Nothing has changed in the past few weeks. I could almost recycle a chart analysis from a couple of weeks ago and just change the date. The DJIA has stayed within its trading channel between the trend lines of higher lows and higher highs. I drew the lower trend line (higher lows) a little below its actual trajectory to make the 20 day moving average (dma) visible. Just as the trend line has held support for months, the 20 dma has been a rock floor for just as long.
The only difference is that the 20 dma has come into play more often recently. The testing of this indicator raises a red flag and gets a trader’s hands ready to pull the trigger, but does not mean it’s time to sell quite yet. The 10 dma is acting the same way. It has broken support multiple times intraday, but hasn’t had that multiple day break the bears want (yet).

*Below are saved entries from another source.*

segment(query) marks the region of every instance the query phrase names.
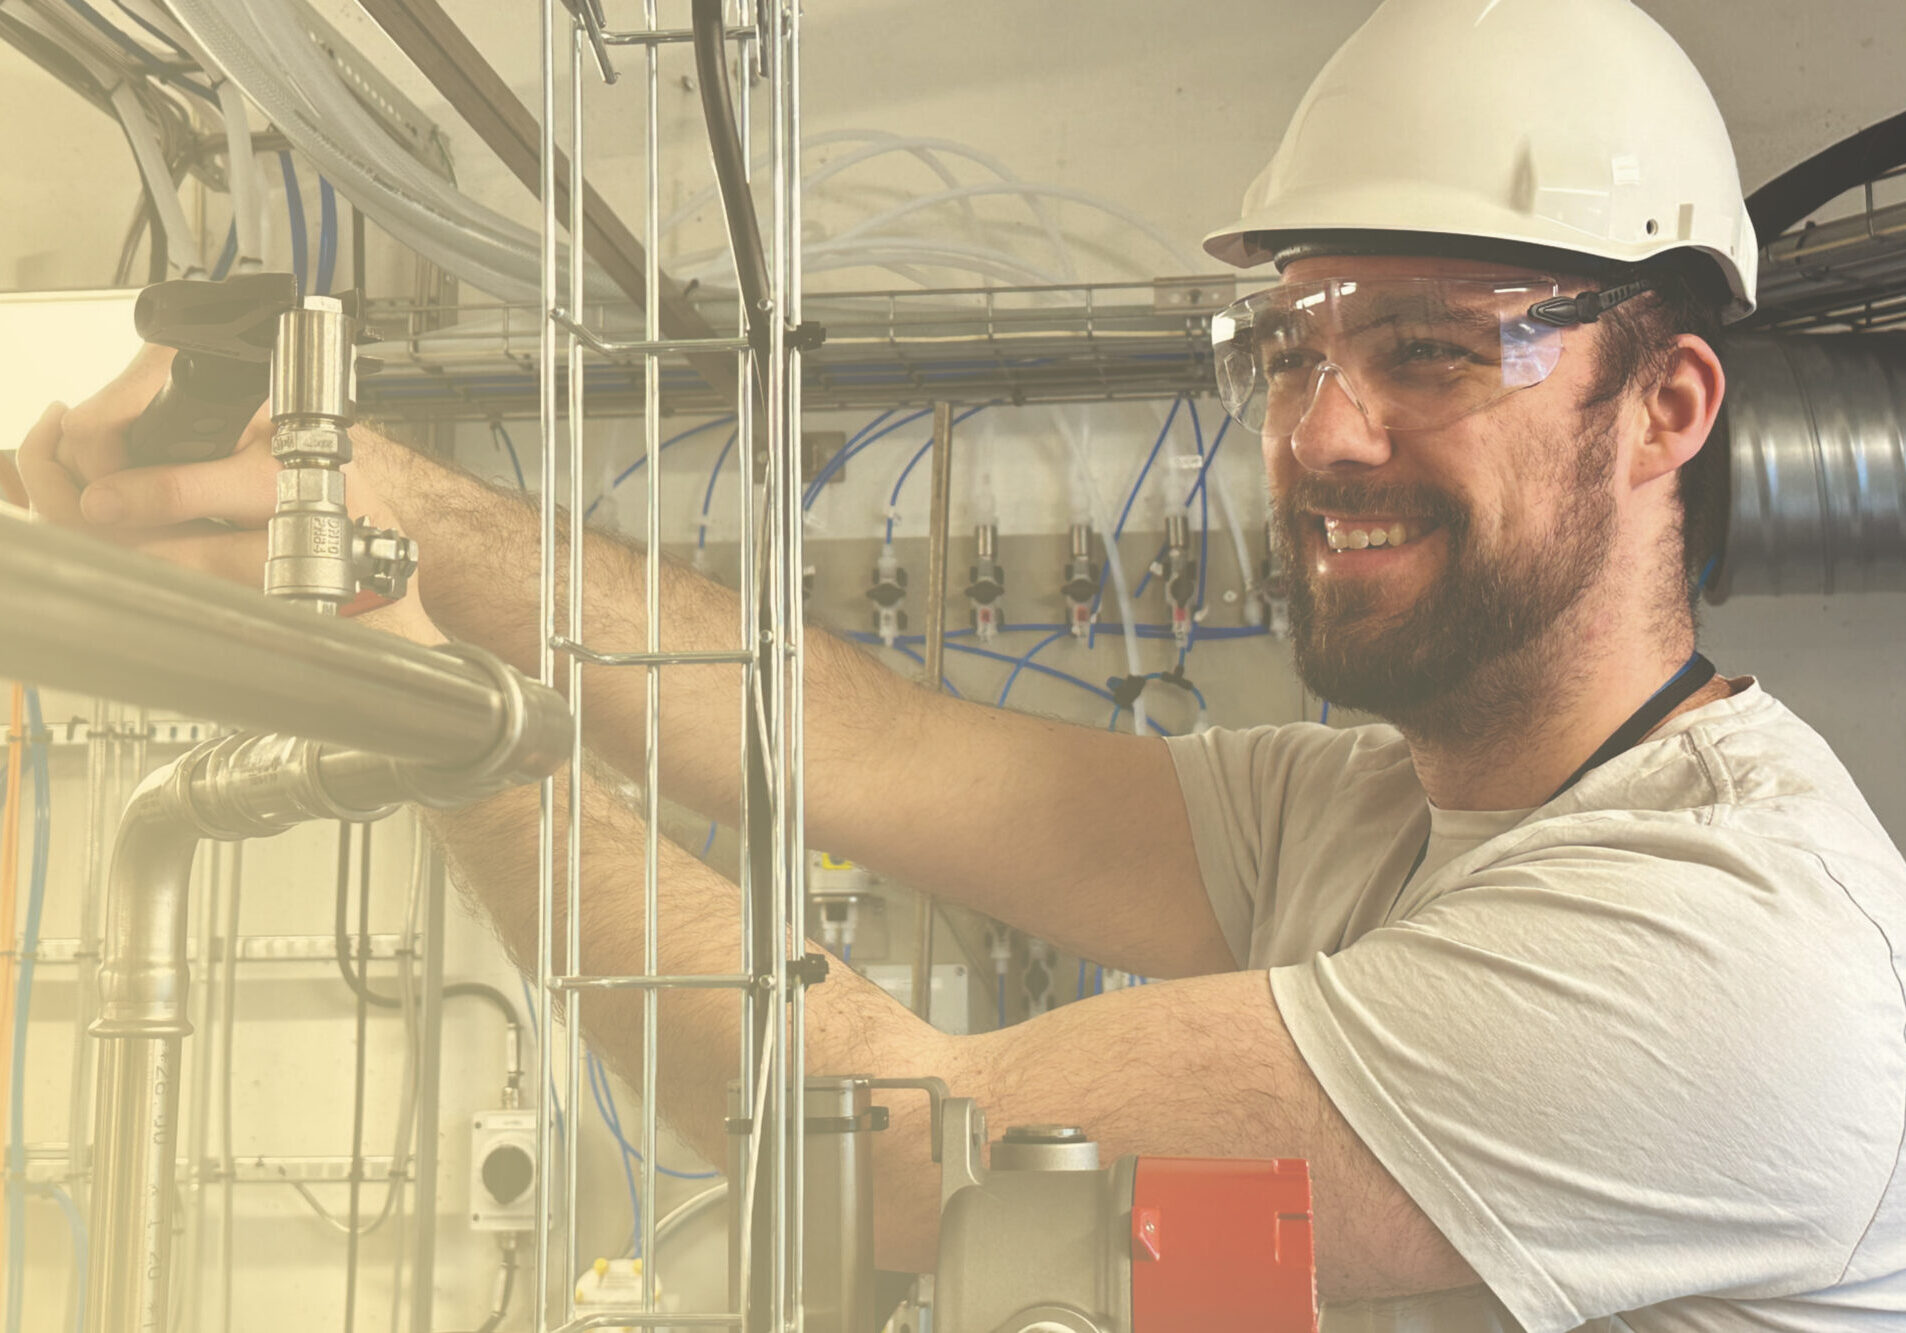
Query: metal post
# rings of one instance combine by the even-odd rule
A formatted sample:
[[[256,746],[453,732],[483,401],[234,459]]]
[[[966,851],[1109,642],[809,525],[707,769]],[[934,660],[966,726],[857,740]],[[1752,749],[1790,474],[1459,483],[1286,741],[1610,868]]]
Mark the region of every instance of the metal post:
[[[927,688],[946,674],[946,562],[953,508],[953,404],[933,405],[933,496],[927,524]],[[933,1013],[933,899],[921,893],[913,907],[913,1012]]]
[[[655,0],[645,0],[642,17],[650,31],[656,23]],[[643,280],[648,290],[659,291],[662,269],[658,249],[662,240],[662,107],[661,51],[650,46],[645,71],[648,75],[647,103],[644,111],[647,139],[647,170],[642,192],[642,239],[647,243]],[[576,156],[582,156],[578,133]],[[643,312],[643,335],[653,342],[662,336],[662,308],[650,301]],[[648,467],[642,478],[647,493],[643,514],[642,616],[647,629],[644,647],[651,653],[662,651],[662,361],[658,356],[642,360],[642,456]],[[642,818],[648,829],[642,848],[642,971],[654,976],[662,970],[661,941],[661,836],[662,827],[662,670],[650,667],[643,681],[642,701]],[[657,1046],[662,997],[652,990],[642,993],[642,1198],[648,1206],[642,1210],[642,1309],[656,1309],[655,1264],[655,1159],[657,1139],[656,1079],[659,1075]],[[579,1103],[578,1103],[579,1104]]]
[[[543,55],[542,167],[543,201],[542,319],[539,339],[538,424],[542,441],[542,525],[538,550],[540,581],[537,626],[538,677],[556,683],[556,657],[550,640],[556,634],[556,324],[550,311],[560,299],[556,277],[556,6],[543,0],[540,32]],[[549,979],[555,972],[556,946],[556,781],[542,784],[536,826],[536,1282],[532,1326],[543,1327],[549,1315],[549,1226],[555,1194],[549,1167],[554,1159],[555,1107],[549,1089],[554,1072],[552,1038],[555,1035],[555,995]],[[567,1289],[573,1274],[565,1275]],[[567,1302],[565,1302],[565,1305]]]
[[[420,829],[419,837],[426,836]],[[417,1257],[411,1265],[411,1333],[431,1333],[437,1267],[437,1100],[443,1085],[443,852],[432,846],[424,906],[422,1048],[417,1055]],[[405,962],[405,966],[410,966]]]
[[[587,9],[587,5],[578,9]],[[569,27],[569,308],[582,313],[583,299],[583,111],[582,111],[582,59],[585,36],[582,24],[571,19]],[[554,130],[551,131],[552,137]],[[651,261],[653,256],[651,255]],[[660,290],[651,281],[649,292]],[[655,301],[650,300],[651,309]],[[569,371],[569,410],[568,429],[564,433],[566,448],[563,459],[569,469],[569,563],[565,582],[568,584],[568,635],[573,640],[583,637],[582,628],[582,520],[586,505],[583,503],[583,485],[588,474],[583,446],[583,391],[586,387],[582,349],[579,339],[571,334],[567,346],[565,364]],[[550,442],[554,447],[555,442]],[[582,966],[582,662],[570,656],[566,662],[566,684],[569,694],[569,707],[576,718],[576,731],[570,741],[569,749],[569,833],[564,847],[563,857],[563,914],[567,929],[564,931],[563,956],[570,973],[583,971]],[[553,1007],[552,997],[545,997],[545,1007]],[[582,996],[569,997],[563,1014],[564,1031],[568,1037],[566,1049],[566,1067],[568,1071],[568,1089],[564,1096],[569,1106],[582,1106]],[[574,1283],[576,1274],[581,1271],[581,1228],[576,1225],[576,1210],[580,1203],[582,1189],[582,1134],[573,1131],[563,1141],[563,1319],[564,1322],[574,1315]]]

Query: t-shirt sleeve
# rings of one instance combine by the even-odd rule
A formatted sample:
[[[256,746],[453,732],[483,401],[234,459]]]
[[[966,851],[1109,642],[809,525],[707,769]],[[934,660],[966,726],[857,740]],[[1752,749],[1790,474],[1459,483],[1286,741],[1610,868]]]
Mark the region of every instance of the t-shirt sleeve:
[[[1890,945],[1802,849],[1602,831],[1273,969],[1285,1024],[1529,1333],[1833,1285],[1906,1124]]]
[[[1198,873],[1204,878],[1224,942],[1239,967],[1248,964],[1251,925],[1261,906],[1264,819],[1261,791],[1264,751],[1276,728],[1248,731],[1212,728],[1173,736],[1165,744],[1178,770],[1178,786],[1191,820]]]

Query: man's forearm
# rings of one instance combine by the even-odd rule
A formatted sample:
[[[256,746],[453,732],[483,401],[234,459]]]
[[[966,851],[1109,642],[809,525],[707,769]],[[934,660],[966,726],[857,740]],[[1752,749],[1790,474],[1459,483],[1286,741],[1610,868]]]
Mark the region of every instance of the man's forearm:
[[[592,775],[583,788],[582,959],[586,975],[638,973],[644,955],[641,820]],[[565,793],[558,792],[557,863],[562,863]],[[533,974],[537,948],[536,824],[533,788],[462,810],[427,812],[449,853],[458,884],[497,928],[517,965]],[[661,863],[656,939],[663,973],[742,970],[739,892],[667,840]],[[558,888],[552,933],[554,966],[567,972],[566,916]],[[836,965],[808,992],[808,1069],[814,1074],[917,1076],[954,1067],[953,1039],[936,1032],[884,991]],[[591,990],[581,999],[590,1046],[638,1091],[642,1086],[642,995]],[[740,1071],[742,1011],[735,991],[663,994],[656,1044],[657,1109],[708,1161],[725,1166],[727,1085]],[[881,1262],[930,1267],[938,1222],[937,1175],[929,1151],[924,1099],[897,1098],[891,1127],[878,1136],[883,1190]]]
[[[540,523],[524,497],[369,433],[356,467],[421,552],[418,588],[452,638],[540,667]],[[567,524],[559,532],[566,605]],[[733,650],[734,593],[604,534],[583,547],[582,641],[648,644],[647,578],[665,651]],[[806,660],[804,800],[814,844],[1063,947],[1149,976],[1232,965],[1205,899],[1162,745],[962,703],[853,646],[799,631]],[[750,644],[752,646],[752,644]],[[566,673],[559,672],[560,678]],[[585,667],[582,725],[625,773],[644,765],[646,670]],[[737,822],[742,670],[662,671],[662,791]]]
[[[532,499],[389,440],[360,432],[357,466],[396,512],[419,550],[417,586],[430,618],[454,639],[477,643],[528,675],[541,669],[541,524]],[[559,516],[557,607],[567,626],[568,516]],[[642,552],[600,534],[584,544],[584,628],[599,651],[638,652],[648,635]],[[739,599],[665,560],[661,623],[671,651],[721,651],[742,642]],[[591,747],[625,771],[639,771],[646,720],[646,671],[585,667]],[[560,688],[566,664],[557,673]],[[739,782],[741,671],[695,667],[666,672],[662,733],[669,794],[732,821]],[[692,743],[688,743],[691,742]],[[673,742],[673,743],[671,743]]]

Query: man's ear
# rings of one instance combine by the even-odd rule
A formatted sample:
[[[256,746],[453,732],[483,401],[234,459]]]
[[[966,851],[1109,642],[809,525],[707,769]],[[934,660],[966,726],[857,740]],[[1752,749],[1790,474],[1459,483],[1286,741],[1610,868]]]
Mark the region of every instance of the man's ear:
[[[1704,338],[1674,341],[1665,374],[1642,395],[1646,430],[1635,448],[1629,482],[1643,486],[1674,472],[1701,451],[1727,393],[1727,372]]]

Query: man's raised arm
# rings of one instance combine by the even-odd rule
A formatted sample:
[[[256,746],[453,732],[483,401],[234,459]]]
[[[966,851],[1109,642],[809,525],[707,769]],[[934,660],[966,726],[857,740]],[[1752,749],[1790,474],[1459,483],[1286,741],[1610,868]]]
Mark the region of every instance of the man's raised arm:
[[[237,453],[128,469],[123,436],[164,381],[147,348],[112,384],[49,412],[19,467],[34,508],[117,540],[259,586],[277,465],[261,416]],[[358,428],[354,515],[397,522],[419,545],[417,595],[453,638],[538,669],[538,519],[533,504]],[[88,484],[90,483],[90,484]],[[245,531],[209,530],[221,519]],[[647,562],[586,538],[583,642],[646,645]],[[558,561],[559,570],[564,561]],[[736,596],[658,562],[663,647],[741,646]],[[1206,901],[1171,761],[1161,742],[1062,726],[947,698],[813,630],[807,649],[808,836],[903,883],[1148,976],[1235,966]],[[730,823],[739,789],[740,668],[663,673],[663,790]],[[637,668],[589,668],[592,748],[639,771],[646,684]]]
[[[418,541],[425,610],[452,638],[534,674],[533,505],[370,432],[359,436],[360,475]],[[583,642],[642,650],[650,562],[594,532],[585,534],[584,562]],[[654,568],[664,651],[741,646],[742,608],[731,590],[672,561]],[[965,703],[819,630],[806,632],[806,651],[806,800],[816,846],[1145,975],[1234,965],[1161,741]],[[645,675],[584,669],[589,743],[629,773],[642,766]],[[729,824],[740,701],[739,667],[662,669],[662,789]]]

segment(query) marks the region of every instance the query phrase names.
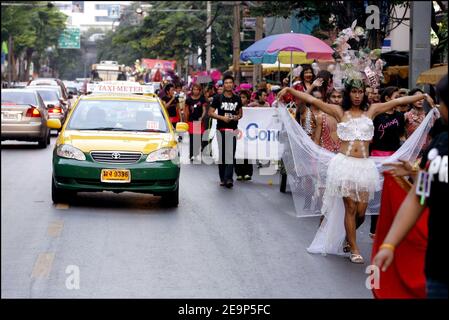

Just as I predicted correctly in the Russell 2000 chart last week, once these two moving averages cross over each other we should expect some downside movement to finally surface. The gap between the Dow’s 10 and 20 dma hasn’t narrowed much yet, but each time the 10 dma breaks and the 20 dma holds support it draws in a little closer. In essence, the index is just giving traders an early warning shot to allow us to prepare for the inevitable. The Williams %R indicator hasn’t given a sell signal yet either, but just as the 10 and 20 dma are hinting, so is this indicator. The 14 day period has cracked a few times below the overbought area, but the 28 day period hasn’t succumbed to the pressure yet. The 28 day period has gone nearly two and a half months in the overbought area. Each week that passes without a move lower increases the potential size of the next correction.
Traders are getting a lot of hints of what’s to come, but very few indicators say to sell quite yet. At the same time, adding new downside risk at this point might not be the best trade. Perhaps the small cap index is just the beginning and large cap stocks will follow the pull back soon. The 50 dma might be the first target for support on any dip. Even a move down to previous resistance (which would now become support) around 12,250 would only be a 6% correction from last week’s multi-month high. That could be all that’s needed to get another sustainable rally moving.
Alex, taxtime on UCO–do we get K-1 on option trades and when? I can’t find any info on it. Regards.
Ruben, yes – they’ll send you a K-1. I think I’ve gotten them as late as May in the past. The same goes for USO. I don’t know how they get away with sending tax forms out so late. I guess it’s different than W-2s and 1099s.